L+T: Your girlfriend’s a model. Did she give you any pointers on posing?
SN: Yes, she talks about modeling all day long! [laughs]. She’s obsessed with pictures. Every time we are on holiday she wants to take lots of pictures, but I think it’s cute because she wants to have memories and I think she wants me to get into it as well.
L+T: Is fashion something you’re interested in? Who are your favorite designers?
SN: Oh yeah, I like fashion a lot and I like it more since I’ve been with Anara [Atanes]. I like Balmain to be honest, it’s really good. Givenchy as well. There’s so much out there, but I’m gonna say they’re my two favorites. In terms of shoes, I like Giuseppe Zanotti.
L+T: Considering a lot of footballers experiment with clothing lines, is that something that you would like to do?
SN: No, no. I’m not into it. I’ve seen too many footballers try and not have success because like I said, there is too much out there that is really good. I think once you’ve made a name for yourself in sports, it’s too difficult to do it fashion as well.
L+T: Is there anything you can tell us that not many people know about yourself?
SN: I’m quite passionate about movies and watching TV series. I watch every series going with my girlfriend and my friends. I really loveEntourage – I might have watched it about 10 times! It reminds me a little bit of what my life was before. I also watch Breaking Bad, House Of Cards… there are too many to mention them all.
L+T: Do you have any other interests besides football that you would like to get involved in?

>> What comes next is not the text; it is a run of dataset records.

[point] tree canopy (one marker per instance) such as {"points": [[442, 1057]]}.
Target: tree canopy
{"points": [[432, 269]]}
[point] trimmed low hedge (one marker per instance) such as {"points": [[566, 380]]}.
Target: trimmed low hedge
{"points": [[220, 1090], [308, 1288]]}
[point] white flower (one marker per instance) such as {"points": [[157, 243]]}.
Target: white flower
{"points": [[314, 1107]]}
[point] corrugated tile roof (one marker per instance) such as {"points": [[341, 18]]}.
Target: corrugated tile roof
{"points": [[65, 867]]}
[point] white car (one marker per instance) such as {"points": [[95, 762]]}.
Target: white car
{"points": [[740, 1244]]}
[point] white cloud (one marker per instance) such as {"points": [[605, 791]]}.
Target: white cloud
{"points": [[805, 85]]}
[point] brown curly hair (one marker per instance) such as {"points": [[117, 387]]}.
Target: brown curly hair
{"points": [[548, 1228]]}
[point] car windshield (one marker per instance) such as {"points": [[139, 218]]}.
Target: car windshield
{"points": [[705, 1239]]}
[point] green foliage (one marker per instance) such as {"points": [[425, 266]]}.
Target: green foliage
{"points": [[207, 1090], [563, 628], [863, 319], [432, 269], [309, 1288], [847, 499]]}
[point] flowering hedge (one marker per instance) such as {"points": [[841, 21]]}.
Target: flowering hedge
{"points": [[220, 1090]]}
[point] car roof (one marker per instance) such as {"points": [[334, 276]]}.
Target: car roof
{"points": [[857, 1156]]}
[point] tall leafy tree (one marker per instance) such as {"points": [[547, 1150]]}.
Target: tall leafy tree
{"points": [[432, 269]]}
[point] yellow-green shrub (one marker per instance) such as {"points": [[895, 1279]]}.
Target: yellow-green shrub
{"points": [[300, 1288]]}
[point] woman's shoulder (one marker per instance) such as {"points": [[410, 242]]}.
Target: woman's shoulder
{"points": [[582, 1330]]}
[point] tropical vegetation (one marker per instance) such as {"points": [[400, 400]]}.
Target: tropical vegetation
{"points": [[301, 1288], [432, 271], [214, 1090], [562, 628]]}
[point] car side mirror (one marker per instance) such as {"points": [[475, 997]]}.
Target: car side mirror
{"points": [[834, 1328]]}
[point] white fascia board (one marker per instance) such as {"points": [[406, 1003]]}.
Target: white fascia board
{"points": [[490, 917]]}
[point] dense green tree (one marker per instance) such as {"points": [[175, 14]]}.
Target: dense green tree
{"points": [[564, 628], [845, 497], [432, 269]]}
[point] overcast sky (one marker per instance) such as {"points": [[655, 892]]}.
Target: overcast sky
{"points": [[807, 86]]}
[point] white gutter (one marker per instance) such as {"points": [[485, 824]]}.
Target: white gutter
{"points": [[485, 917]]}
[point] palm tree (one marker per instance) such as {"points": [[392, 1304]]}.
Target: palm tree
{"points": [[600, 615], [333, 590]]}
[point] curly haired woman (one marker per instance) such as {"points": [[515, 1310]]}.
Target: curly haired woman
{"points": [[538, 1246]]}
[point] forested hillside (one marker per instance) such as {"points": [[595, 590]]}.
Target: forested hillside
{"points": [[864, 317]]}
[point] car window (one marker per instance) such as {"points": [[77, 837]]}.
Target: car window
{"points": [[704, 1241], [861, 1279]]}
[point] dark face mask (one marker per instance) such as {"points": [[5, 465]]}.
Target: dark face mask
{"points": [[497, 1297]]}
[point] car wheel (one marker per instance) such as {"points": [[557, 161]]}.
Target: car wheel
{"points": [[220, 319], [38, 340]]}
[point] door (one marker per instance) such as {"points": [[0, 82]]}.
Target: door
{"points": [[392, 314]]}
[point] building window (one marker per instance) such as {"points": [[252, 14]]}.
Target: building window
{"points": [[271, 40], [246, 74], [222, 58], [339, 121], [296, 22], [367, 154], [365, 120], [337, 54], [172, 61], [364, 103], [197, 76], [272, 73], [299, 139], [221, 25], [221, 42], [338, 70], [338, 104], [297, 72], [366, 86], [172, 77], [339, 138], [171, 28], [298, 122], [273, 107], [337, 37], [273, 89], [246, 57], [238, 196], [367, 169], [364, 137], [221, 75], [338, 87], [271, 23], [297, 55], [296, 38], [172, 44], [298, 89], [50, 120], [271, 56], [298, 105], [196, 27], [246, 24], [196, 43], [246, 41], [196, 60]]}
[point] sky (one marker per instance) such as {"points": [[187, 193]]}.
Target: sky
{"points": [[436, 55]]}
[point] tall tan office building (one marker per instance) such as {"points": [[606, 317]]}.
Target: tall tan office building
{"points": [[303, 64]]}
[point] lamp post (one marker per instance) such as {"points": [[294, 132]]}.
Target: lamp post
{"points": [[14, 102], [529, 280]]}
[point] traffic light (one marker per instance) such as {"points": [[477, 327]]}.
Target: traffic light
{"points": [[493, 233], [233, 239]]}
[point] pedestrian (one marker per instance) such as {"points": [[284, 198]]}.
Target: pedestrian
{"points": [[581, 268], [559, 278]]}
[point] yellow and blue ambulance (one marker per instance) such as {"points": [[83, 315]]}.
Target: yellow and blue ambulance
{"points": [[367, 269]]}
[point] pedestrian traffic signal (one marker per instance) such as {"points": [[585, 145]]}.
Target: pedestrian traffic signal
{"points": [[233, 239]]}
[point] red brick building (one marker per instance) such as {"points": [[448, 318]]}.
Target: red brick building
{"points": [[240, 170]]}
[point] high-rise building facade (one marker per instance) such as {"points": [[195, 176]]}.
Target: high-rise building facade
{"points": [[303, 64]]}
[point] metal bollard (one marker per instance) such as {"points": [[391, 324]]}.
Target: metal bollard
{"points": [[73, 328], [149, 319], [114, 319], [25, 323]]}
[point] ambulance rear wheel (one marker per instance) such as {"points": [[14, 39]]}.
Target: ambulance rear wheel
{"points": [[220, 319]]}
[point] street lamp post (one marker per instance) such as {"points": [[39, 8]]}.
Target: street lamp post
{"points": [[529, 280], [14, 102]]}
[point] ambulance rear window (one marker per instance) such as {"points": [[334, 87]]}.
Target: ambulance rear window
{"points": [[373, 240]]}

SN: The only other thing would be charity work. Work with people, with kids, that’s something I want to do more of. Use my profile to help kids who might be ill or come from unprivileged backgrounds.
L+T: And finally, what are your personal goals for this year, both in your personal life and on the pitch?
SN: Well I want to have a great season with my team, win the Premier League, win the Champions League, go to the World Cup and hopefully do something great there. I want to have success in everything I do. I’m an ambitious person and that’s what I want. Both on the pitch and in my personal life, but the most important thing is for me, my family and the person I love to be healthy.